Kamis, 15 September 2011

Untuk Kamu

Rasanya mau menuliskan semua yang terjadi hari ini. Menuliskan tentang kamu, dia, dan waktu bahkan tentang jarak dan kesalahpahaman. Ingin menumpahkan semua rasa kecewa, sakit dan bersyukur secara bersamaan. Tapi tidak ingin mengungkapkannya secara brutal apalagi dengan memaki dan menyumpahi seseorang -jujur, itu bukan gaya saya.
Kalau saja ada satu kata yang bisa menggambarkan perasaan saya hari ini. Saya pasti sudah teriakan didepan cermin. Karna saya sadar betul, bukan cacianmu -yang bahkan menyalahkan saya atas apa yang terjadi pada kamu dan dia- yang membuat saya kesal. Saya kesal karna sampai sekarang saya masih berpikir bahwa "Dialah yang salah. Bukan saya." Kalau saja saya mau merendahkan hati sedikit saja. Kemudian menyerahkan semua yang terjadi pada-NYA, mungkin kini hati saya sudah sedikit tenang.
Saya bukan mau meminta maaf. Hanya ingin menyadarkan. Sudahlah.. Tuhan tahu mana yang terbaik untukmu, saya dan dia. Rasa kesalmu terhadap saya sama sekali tidak mengubah keadaaan apalagi menyelesaikan masalah. Btw, saya suka kata-kata "biang kerok"-mu, menurut saya itu keren B-) Saya belum pernah menggunakan kata-kata itu untuk seseorang, yang saya paling benci sekali pun. Karena saya benci seseorang yang merasa dirinya paling benar. Itulah kenapa saya kesal setiap kali saya berpikir "Bukan saya yang salah."
Menurut saya, saya, kamu dan dia hanya perlu sama-sama menemukan apa kesalahan masing-masing. Biar kemudian waktu, jarak dan kesalahpahaman itu sendiri yang bahkan menunjukan jalannya.

15 September 2011 09:28
Hari ini pun saya belajar banyak hal dari kamu, terimakasih. Mari kita bertemu saat sama-sama menemukan kesalahan lalu sama-sama mentertawakannya.
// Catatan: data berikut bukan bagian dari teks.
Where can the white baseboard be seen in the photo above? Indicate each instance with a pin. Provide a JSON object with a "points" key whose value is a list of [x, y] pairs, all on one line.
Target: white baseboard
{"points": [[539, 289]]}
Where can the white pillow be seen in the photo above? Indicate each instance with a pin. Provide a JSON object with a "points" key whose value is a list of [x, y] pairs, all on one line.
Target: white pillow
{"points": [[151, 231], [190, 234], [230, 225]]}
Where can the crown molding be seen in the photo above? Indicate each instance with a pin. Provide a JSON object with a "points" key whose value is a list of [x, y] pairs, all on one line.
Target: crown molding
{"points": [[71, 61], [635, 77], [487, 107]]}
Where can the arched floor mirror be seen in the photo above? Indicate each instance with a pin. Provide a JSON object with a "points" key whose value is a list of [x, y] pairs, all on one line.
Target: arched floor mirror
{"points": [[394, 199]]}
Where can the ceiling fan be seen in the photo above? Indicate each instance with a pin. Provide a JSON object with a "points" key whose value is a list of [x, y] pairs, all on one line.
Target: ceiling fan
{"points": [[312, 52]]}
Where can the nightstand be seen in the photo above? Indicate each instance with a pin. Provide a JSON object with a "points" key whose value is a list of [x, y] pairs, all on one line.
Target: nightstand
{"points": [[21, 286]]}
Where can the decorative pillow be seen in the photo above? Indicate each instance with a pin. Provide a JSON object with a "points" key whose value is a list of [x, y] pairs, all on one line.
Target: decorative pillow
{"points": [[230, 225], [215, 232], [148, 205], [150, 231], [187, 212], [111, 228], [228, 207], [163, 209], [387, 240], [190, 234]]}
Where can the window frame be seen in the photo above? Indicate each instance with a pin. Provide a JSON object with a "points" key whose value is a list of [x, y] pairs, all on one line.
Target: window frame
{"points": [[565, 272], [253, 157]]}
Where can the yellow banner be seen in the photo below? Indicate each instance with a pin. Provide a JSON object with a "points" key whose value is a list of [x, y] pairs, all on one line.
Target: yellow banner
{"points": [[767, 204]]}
Sepaket itu Mama dan Papa :)

Saya tidak mau tidur cepat hari ini. Mau berlama-lama ngobrol sama papa. Mau diskusi soal banyak hal. Sedikit sombong bahwa kali ini saya bisa mengerti -paling tidak sedikit- soal dunianya. Dunia ekonomi. Sampai dia tersenyum bangga, menyadari kini anaknya bukan lagi gadis kecil yang tidak tahu apa-apa. Lalu berguling-guling manja di atas tempat tidur mama. Menggodanya sampai kesal, ekspresi kesalnya itu bikin gemas >< Kemudian saya peluk erat wanita paling indah dalam hidup saya itu. Pelukannya adalah obat paling mujarab kedua -setelah menangis diatas sajadah- untuk mengobati rasa sakit.
Kali ini saya mau sampaikan, "Ma, pa, hari ini teteh ngalamin kejadian yang bikin sakit hati, tapi teteh ga nangis loh." Karna mama bilang "Patah hati itu hal biasa" dan karna saya sadar bahwa jatuh cinta dan patah hati itu satu paket. Seperti mama dan papa yang satu paket bahkan hidup berdampingan dengan harmonis.
Setelah perbincangan kecil itu, kemudian saya sadar kenapa saya bisa begitu kuat, karna orangtua saya adalah orang-orang hebat.

15 September 2011 08:09
BBNotePad. Rumah Tercinta. Diatas sajadah. Tanpa menangis.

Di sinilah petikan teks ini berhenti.